Là, je reconnais que je pousse un peu mais, baste, je ne suis pas du métier et le mieux c’est de balancer au hasard, parfois plus c’est gros, plus ça passe.
-          C’est vrai, c’te connerie ? Un nommé Dunoyer ? Je connais pas de Dunoyer, moi…
-          Mais lui, il te connait. Et il a bien l’impression que tu faisais partie de la bande qui a empoché un million deux d’argent frais sous le soleil du Gondo. Alors, il faut bien remonter le fil, mon gars…
Le Willy passe du rouge au pâle, je crois bien que j’ai touché une corde sensible.
-          Le Gondo, c’est quoi ce truc, dit-il en chevrotant.
-          Dunoyer, il te connait, dis-je en le prenant par le col. Dunoyer te connait et si tu me donnes pas des raisons d’espérer, il risque de parler de toi en haut lieu… pour qu’ils te mettent en basse fosse.
-          Tu m’embrouilles avec tes conneries, dit-il en roulant des gobilles comme la Fadela.
-          Je t’embrouille pas, mon gars, dis-je en resserrant ma prise sur son encolure, tu sais très bien de quoi je parle et tu tournes autour du pot. Mais tant va le pot à l’eau qu’à la fin y s’retrouve en taule. Je ne suis qu’un petit enquêteur mais derrière moi, il y a des gens puissants. Et c’est pas toi qui les intéresses, tu comprends ça ? Ça me plairait pas, à ta place, de casquer pour les autres… Si y’avait eu que le fric, encore, mais vous l’avez flinguée, la gonzesse. C’est ça l’erreur, t’as une mort sur la conscience !
-          Oh oh ! Pas si vite, Toto, tu m’prends pour qui ?
Là, je me tais sans cesser de le regarder. Un flic célèbre a dit : « …le dernier mot, chose paradoxale, appartient à celui qui se tait… » . Je sens que mon silence marque un point. Il finit par craquer :
-          T’as pas une clope ? biaise-t-il.

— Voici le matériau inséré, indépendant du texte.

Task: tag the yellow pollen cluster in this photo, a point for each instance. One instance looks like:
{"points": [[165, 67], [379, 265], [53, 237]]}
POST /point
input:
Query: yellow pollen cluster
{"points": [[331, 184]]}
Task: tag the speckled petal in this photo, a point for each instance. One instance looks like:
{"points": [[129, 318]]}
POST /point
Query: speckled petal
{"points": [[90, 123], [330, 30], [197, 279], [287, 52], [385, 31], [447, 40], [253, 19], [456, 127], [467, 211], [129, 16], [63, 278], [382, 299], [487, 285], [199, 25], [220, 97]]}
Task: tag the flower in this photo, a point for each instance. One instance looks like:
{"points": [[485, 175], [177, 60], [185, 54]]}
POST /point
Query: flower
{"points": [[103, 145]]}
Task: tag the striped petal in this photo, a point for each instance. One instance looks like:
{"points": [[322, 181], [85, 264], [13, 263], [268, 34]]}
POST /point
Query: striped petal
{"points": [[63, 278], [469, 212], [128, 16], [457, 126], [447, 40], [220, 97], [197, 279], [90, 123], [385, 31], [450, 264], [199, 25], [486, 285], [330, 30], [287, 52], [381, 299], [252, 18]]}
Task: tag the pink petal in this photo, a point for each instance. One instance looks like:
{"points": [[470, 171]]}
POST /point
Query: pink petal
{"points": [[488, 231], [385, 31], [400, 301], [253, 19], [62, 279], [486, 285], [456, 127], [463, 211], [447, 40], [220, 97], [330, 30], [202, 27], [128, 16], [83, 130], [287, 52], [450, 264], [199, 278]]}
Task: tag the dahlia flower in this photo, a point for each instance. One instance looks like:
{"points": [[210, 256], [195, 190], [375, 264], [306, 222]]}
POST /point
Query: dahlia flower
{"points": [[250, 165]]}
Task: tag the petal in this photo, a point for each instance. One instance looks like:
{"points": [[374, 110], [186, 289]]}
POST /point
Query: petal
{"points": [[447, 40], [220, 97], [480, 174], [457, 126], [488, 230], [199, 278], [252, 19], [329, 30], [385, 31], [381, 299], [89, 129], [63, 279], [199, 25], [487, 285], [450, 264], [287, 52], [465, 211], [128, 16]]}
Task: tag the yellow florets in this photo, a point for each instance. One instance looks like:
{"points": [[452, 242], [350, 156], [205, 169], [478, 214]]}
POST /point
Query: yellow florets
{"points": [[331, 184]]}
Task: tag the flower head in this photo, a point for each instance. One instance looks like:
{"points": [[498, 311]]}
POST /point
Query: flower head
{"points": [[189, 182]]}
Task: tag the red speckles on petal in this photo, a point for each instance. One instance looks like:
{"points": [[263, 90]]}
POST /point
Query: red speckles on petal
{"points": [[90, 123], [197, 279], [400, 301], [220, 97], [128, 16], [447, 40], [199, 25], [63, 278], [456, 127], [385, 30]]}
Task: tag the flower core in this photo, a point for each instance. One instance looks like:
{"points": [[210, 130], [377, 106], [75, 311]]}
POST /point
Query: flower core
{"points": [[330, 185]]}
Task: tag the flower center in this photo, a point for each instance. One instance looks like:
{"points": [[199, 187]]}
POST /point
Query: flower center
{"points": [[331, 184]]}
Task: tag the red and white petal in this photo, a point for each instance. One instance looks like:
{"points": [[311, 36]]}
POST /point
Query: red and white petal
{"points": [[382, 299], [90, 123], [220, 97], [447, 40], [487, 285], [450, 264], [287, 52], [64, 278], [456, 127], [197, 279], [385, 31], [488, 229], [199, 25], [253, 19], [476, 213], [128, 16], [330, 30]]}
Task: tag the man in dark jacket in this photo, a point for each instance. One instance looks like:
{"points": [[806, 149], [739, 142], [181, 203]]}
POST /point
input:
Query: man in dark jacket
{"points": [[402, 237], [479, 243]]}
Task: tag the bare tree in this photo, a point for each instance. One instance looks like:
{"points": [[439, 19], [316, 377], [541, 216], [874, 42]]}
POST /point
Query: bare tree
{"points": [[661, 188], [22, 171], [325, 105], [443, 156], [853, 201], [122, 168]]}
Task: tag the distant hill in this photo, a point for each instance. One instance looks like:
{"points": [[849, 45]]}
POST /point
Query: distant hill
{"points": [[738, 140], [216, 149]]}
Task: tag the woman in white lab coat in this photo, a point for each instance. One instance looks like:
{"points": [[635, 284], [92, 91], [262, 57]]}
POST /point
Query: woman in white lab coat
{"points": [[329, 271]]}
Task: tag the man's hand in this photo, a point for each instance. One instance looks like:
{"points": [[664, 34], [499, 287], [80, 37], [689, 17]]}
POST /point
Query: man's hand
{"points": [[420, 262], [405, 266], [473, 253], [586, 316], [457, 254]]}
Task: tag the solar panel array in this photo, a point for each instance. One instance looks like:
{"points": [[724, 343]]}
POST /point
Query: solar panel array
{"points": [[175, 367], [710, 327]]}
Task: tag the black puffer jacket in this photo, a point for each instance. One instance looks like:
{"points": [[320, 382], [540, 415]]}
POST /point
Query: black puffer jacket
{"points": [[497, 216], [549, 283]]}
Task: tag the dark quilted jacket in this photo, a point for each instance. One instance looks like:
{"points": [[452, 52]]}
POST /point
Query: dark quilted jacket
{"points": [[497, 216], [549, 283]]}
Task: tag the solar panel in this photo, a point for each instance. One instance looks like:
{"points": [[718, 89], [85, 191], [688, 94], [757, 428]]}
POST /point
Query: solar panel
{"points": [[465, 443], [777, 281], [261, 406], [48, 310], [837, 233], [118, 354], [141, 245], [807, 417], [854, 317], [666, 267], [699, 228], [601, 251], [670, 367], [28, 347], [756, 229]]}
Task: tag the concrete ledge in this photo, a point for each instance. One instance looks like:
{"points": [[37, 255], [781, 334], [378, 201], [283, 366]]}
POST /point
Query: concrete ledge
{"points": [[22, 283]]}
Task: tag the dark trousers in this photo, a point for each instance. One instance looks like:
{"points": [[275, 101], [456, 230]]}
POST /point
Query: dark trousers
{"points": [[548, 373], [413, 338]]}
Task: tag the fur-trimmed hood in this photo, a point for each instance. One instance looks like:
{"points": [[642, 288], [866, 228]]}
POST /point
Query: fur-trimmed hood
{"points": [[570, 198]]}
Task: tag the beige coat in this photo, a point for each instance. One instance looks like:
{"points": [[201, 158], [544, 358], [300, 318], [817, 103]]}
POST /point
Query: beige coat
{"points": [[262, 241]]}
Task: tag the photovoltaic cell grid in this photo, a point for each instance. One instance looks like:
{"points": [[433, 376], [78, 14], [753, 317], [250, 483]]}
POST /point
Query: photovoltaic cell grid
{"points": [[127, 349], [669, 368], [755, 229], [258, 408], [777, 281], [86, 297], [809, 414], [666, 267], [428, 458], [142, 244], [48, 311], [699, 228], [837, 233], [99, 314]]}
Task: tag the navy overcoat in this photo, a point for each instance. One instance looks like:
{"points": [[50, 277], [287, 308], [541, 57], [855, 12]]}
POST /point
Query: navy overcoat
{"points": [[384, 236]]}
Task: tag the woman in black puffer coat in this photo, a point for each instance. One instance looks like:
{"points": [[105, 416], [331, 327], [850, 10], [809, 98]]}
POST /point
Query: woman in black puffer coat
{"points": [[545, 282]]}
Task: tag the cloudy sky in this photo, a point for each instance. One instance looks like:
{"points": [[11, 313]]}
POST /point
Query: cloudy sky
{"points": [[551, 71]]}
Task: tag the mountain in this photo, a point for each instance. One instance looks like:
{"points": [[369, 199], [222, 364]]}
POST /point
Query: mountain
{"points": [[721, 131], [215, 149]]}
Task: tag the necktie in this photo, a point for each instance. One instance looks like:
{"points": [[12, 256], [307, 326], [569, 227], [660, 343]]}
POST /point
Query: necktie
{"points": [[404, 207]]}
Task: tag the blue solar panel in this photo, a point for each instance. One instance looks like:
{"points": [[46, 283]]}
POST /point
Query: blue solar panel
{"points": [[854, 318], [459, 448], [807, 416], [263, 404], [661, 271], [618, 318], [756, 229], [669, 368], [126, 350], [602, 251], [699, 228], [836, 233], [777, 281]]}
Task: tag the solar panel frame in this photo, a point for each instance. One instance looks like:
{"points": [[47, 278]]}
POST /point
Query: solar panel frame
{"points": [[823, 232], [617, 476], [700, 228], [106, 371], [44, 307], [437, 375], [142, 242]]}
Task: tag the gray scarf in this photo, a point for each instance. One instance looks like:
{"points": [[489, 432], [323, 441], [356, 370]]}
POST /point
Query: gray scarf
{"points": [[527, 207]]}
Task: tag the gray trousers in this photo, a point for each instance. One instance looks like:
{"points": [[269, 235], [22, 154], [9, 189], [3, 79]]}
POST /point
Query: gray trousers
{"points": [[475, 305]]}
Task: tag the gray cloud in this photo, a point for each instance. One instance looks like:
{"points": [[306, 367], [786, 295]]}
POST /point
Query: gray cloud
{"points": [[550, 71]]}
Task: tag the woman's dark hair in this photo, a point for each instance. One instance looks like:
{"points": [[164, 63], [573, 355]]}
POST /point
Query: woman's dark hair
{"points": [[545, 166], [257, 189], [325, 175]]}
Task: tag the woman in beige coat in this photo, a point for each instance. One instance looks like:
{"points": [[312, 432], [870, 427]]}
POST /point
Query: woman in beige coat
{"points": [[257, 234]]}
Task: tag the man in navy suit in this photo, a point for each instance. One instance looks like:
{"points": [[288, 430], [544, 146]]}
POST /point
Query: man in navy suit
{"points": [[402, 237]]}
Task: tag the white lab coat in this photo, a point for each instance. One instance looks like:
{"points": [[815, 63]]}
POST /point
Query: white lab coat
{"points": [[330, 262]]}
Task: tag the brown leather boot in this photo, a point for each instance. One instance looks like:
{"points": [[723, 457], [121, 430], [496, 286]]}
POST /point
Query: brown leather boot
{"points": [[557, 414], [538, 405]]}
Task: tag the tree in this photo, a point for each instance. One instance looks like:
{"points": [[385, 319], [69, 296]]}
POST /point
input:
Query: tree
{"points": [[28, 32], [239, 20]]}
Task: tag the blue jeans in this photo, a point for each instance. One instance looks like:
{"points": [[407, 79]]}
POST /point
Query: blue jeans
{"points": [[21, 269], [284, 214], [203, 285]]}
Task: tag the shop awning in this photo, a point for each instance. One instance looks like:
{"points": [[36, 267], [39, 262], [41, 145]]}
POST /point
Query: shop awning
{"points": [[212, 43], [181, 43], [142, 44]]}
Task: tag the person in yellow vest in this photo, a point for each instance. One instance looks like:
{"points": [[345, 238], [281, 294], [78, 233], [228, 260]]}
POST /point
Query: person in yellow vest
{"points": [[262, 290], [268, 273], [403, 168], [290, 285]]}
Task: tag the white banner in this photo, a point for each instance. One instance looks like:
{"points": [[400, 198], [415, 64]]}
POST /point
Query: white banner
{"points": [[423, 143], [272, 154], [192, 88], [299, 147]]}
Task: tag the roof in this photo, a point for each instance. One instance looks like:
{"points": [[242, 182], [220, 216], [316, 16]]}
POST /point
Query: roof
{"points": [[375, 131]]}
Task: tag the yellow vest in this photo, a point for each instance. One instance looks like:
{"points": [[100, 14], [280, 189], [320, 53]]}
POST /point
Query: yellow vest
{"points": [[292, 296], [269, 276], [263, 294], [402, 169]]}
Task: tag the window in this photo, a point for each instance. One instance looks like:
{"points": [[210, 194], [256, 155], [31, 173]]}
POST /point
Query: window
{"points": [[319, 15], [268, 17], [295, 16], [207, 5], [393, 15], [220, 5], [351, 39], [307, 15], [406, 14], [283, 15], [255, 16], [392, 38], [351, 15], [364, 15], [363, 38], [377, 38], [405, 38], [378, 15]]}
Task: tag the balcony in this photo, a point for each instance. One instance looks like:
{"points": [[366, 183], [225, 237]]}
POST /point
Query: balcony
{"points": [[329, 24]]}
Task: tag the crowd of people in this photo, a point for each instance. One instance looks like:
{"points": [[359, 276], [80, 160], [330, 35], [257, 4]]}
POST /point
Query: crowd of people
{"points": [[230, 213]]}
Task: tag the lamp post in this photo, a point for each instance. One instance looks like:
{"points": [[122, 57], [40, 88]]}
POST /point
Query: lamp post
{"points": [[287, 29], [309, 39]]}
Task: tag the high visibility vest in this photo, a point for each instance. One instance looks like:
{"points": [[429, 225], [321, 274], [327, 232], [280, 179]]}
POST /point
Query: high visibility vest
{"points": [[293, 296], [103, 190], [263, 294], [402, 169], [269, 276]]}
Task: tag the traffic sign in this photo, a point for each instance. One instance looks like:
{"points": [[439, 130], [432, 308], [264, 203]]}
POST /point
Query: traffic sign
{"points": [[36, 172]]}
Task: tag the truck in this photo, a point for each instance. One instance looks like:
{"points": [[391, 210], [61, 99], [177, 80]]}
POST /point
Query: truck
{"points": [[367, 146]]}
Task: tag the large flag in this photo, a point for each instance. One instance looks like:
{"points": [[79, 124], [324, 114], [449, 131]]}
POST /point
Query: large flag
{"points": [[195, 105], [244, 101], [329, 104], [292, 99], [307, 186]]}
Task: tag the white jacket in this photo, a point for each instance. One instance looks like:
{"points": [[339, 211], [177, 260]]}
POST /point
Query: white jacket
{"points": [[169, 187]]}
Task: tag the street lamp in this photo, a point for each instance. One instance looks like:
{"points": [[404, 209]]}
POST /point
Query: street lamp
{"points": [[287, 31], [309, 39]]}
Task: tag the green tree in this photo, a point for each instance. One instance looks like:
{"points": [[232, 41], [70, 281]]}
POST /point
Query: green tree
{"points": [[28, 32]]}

-          T’es passé devant un troquet y’a deux minutes, y z’en avaient peut-être…, réponds-je.
-          Yes sir, mais y vendent qu’aux consommateurs, y font pas crédit et je suis raide…
-          Allons, on va y aller, ça fera coup double. Tu boiras bien un ouiskard avec une cibiche ? Je m’en fumerais bien une moi aussi.

-          Si c’est toi qui régales, d’accord.